SpamAssassin 2.4x through 2.6x with network checks and a decently trained
Bayes database caught 80% to 95% of all spam when they first came out.
That was and is quite satisfactory -- it means that only a few spam
managed to reach user inboxes unflagged.

A major problem, however, is that spammers adapt to SA faster than SA can
adapt to spammers, because of the long cycle between releases. Because of
this situation, an unmodified vanilla installation of SA loses accuracy
over time.

I think Chris Santerre was the first one to shove a production SA above
the 99% accuracy mark, and he did that with 2.4x while most of us were
working with 2.5x.

I was able to push SA 2.5x as high as 95% by adjusting scores in the
distribution rule set, and by adopting William Stearns' blacklists, but
didn't hit 99% until I started developing some very powerful rules of my
own, many of which are domain specific, many of which have been submitted
to SA and/or SARE, and many of which are not domain specific but also not
viable SARE candidates.

I've been using SA on three domains for a year now. In that year, the
amount of spam which reaches my domains has doubled. Even at an accuracy
rate of 99.8%, I get almost a dozen FNs each week, and mine are very
low volume systems.

If 80% to 90% spam reduction is sufficient, then as it stands 2.6x with
network and Bayes tests is sufficient (especially with the SURBL
enhancement).  If a system needs 95% or better spam reduction, they
currently need SARE's help. 

Agreed, there's too much confusion about which rule sets to use. There's
confusion about which rules are "safer" or more conservative, and which
rules are "riskier" or more aggressive. We're making some progress with
that, but that progress is admittedly experimental.

DQ> Why are we here?  I'm not sure.  The benchmark to get SVN access is not
DQ> really all that high (ask Michael and Sidney), but perhaps SARE is so
DQ> easy to get rules into that it *seems* high. ...

Actually, it's not getting SVN access that concerns me, it's integrating
that SVN service with production email systems that must necessarily be
on stable and officially released versions of SA. To keep my systems at
99.8% I need to add new rules regularly, and I need to test/verify those
rules against the same production version as my production systems.

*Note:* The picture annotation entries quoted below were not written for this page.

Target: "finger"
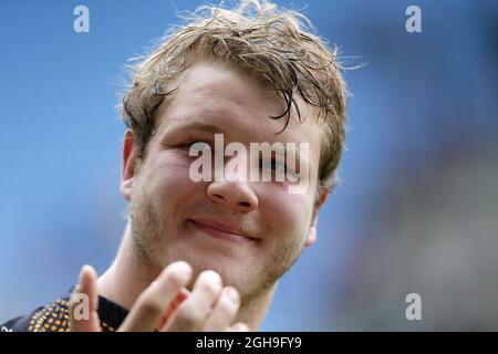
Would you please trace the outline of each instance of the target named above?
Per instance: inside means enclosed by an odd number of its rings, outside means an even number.
[[[199,331],[221,291],[221,277],[212,270],[200,273],[190,296],[172,315],[163,331]]]
[[[226,287],[221,291],[215,309],[212,309],[203,331],[206,332],[221,332],[227,331],[234,322],[240,306],[240,296],[237,290],[231,287]]]
[[[159,320],[159,323],[156,326],[156,330],[160,331],[160,329],[164,327],[166,322],[169,320],[172,314],[178,309],[179,304],[184,302],[188,296],[190,295],[190,292],[187,289],[181,289],[180,292],[176,295],[176,299],[173,300],[169,308],[166,310],[166,313],[163,315],[163,317]]]
[[[120,332],[154,331],[169,304],[191,278],[191,268],[184,261],[166,267],[157,279],[138,296]]]
[[[96,272],[91,266],[83,266],[70,299],[70,332],[100,332],[97,306]]]
[[[237,322],[229,329],[230,332],[249,332],[249,326],[246,323]]]

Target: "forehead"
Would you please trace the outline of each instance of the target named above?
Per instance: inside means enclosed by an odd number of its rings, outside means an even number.
[[[307,142],[310,148],[314,145],[320,149],[323,132],[315,122],[315,110],[295,96],[302,123],[292,106],[289,125],[282,132],[287,117],[271,116],[286,111],[283,98],[249,73],[219,63],[197,62],[178,77],[177,85],[156,112],[159,131],[203,123],[231,140]]]

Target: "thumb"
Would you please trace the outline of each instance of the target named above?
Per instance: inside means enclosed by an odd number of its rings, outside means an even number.
[[[91,266],[83,266],[79,283],[71,294],[70,332],[101,332],[97,306],[96,272]]]

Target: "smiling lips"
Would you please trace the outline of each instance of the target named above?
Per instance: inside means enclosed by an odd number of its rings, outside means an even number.
[[[249,236],[240,229],[219,220],[203,217],[189,219],[188,221],[190,221],[190,223],[197,229],[216,238],[232,242],[250,242],[256,240],[255,237]]]

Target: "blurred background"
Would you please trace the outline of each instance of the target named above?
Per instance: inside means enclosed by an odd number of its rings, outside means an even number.
[[[498,2],[277,2],[366,65],[345,73],[343,183],[261,330],[497,331]],[[89,33],[73,31],[80,4]],[[0,2],[0,322],[112,262],[124,65],[198,4]],[[422,33],[405,30],[411,4]]]

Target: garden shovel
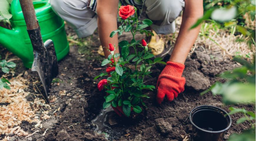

And I agree that it's not difficult to get rules into SVN, through
Bugzilla if nothing else. It's not the alleged difficulty of SVN that is
significant, but rather the delay between that submission and rule
verification and the final release of the next SA. My "longwords" rules
were submitted to SVN over a month ago. I'm sure they've been improved
on, and will be a great help to everyone when released with 3.0. However,
for that same month, they've been a) unavailable for production use via
SA, and b) flagging thousands of spam here, and maybe dozens or hundreds
of thousands of spam through SARE distribution.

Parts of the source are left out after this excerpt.